July 5, 2002...  Bored on the Fifth of July (also, new forum rules)

I couldn't have asked for a better fourth this year... I watched some of the best fireworks I've ever seen in surprisingly cool, almost completely mosquito-free conditions.  Heck, people were so eager to start celebrating that I caught a few colorful explosions on the way back from work the night before!  I suspect the only way next year's Independance Day will top this one is if we catch Osama on the third of July.

All right, enough friendly chat... it's time to get down to business.  I didn't think I'd have to lay down rules for the message board, because I figured my readers would be smart enough to know what they should and shouldn't post (if they post at all, which they usually don't, but I digress).  However, a practical joker recently tried to pass himself off as me, posting insults on the forum directed at a former contributor to The Gameroom Blitz.  I'm not going to get into the details of why this former staff member no longer writes for this web site, but needless to say, the prankster's attempt to start another quarrel between us was not appreciated.

So here's the deal, folks.  I'd love to see more people post on the message board, but there are limits as to what you can do over there... there always have been, but I never bothered to put those rules into writing.  That ends today.  Here's the official terms of service agreement for The Gameroom Blitz' message board.  There aren't many rules, and the ones that are there are pretty reasonable.  Anyone who disregards them will be given the punishment proven most effective in Australia... a booting, with a wingtip, through the gates of the US Embassy.

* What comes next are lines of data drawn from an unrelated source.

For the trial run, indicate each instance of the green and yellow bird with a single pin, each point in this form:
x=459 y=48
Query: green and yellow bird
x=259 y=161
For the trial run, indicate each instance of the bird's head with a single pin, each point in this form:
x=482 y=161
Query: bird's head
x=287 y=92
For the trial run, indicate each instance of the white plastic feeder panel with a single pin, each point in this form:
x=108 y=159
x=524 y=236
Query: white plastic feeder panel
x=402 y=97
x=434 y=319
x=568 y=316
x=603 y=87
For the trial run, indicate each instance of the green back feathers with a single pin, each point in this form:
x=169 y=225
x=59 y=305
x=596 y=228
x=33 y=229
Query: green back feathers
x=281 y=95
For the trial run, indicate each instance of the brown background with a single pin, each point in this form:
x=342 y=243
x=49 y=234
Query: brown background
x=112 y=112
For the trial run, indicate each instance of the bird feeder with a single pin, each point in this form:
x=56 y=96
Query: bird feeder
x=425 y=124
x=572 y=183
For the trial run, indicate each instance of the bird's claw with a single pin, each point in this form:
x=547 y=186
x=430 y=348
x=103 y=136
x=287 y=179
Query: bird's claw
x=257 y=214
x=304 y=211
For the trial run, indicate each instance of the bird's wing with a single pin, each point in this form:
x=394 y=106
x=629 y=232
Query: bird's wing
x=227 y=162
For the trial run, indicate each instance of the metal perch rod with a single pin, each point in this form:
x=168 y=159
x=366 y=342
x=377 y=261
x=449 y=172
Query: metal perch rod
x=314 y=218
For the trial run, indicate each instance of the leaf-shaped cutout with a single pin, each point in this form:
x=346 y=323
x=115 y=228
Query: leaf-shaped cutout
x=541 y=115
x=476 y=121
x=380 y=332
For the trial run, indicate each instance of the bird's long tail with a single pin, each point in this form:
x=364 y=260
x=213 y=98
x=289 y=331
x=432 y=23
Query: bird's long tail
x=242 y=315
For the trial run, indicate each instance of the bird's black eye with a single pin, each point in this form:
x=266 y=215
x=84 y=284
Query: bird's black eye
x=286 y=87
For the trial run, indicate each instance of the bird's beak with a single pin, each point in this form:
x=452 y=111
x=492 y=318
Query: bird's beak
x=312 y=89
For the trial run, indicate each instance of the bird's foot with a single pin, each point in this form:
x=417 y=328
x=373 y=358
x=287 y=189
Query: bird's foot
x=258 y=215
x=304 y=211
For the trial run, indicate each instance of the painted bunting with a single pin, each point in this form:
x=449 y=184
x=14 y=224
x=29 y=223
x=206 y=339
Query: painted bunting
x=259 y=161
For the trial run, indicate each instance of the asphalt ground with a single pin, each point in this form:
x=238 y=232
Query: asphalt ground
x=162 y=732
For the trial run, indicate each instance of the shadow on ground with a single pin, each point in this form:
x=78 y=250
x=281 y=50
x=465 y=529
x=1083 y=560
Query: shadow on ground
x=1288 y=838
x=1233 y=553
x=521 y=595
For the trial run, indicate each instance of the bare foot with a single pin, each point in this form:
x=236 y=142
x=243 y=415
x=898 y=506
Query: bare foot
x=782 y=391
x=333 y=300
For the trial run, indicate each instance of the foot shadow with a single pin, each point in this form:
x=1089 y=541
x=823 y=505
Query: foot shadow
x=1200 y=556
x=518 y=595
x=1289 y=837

1.  No impersonation or identity fraud, except in cases where the post is obviously satirizing someone else.  By an obvious parody, I mean you'd better sign the post with a MAD-style name rather than the actual name of the person you're ribbing.  Some suggestions for "Jess Ragan" include Cess Ragnacenty and Jizz Rag-on.

2.  No prolonged personal attacks.  This has happened a few times over on the Digital Press forum, and Joe's policy has been to warn the guilty parties, then boot them.  I hope Joe doesn't mind, but I'm adopting that policy too.  Arguments are fine, but if you have to resort to calling someone a fag, you've picked the wrong message board for it.  Don't try to be sneaky about your insults, either, because I'll know... contrary to popular opinion, I'm not stupid.  If you try to get under someone's skin and won't stop I'll settle matters with a pair of tweezers.

3.  No spamming.  It'll be a sad day when someone decides that my Hotmail account isn't good enough and tries to sell their herbal Viagra substitutes on my forum.  It'll be a REALLY sad day for them if I find them.

That's pretty much it.  Don't impersonate other posters (even if you've got the sideburns and sequined jumpsuit for it), don't be a bastard, and don't sell my readers crap.  It shouldn't be too hard to follow these guidelines.  Oh yeah, there's just one more rule... actually, it's more of a suggestion.  If you read this web site and enjoy it, please post on the message board!  A lot of other web sites ask for donations... I don't expect that from you, but I would like some feedback and opinions.  That's always been really important to me, and aside from contributing reviews and articles, it's the best way to support The Gameroom Blitz.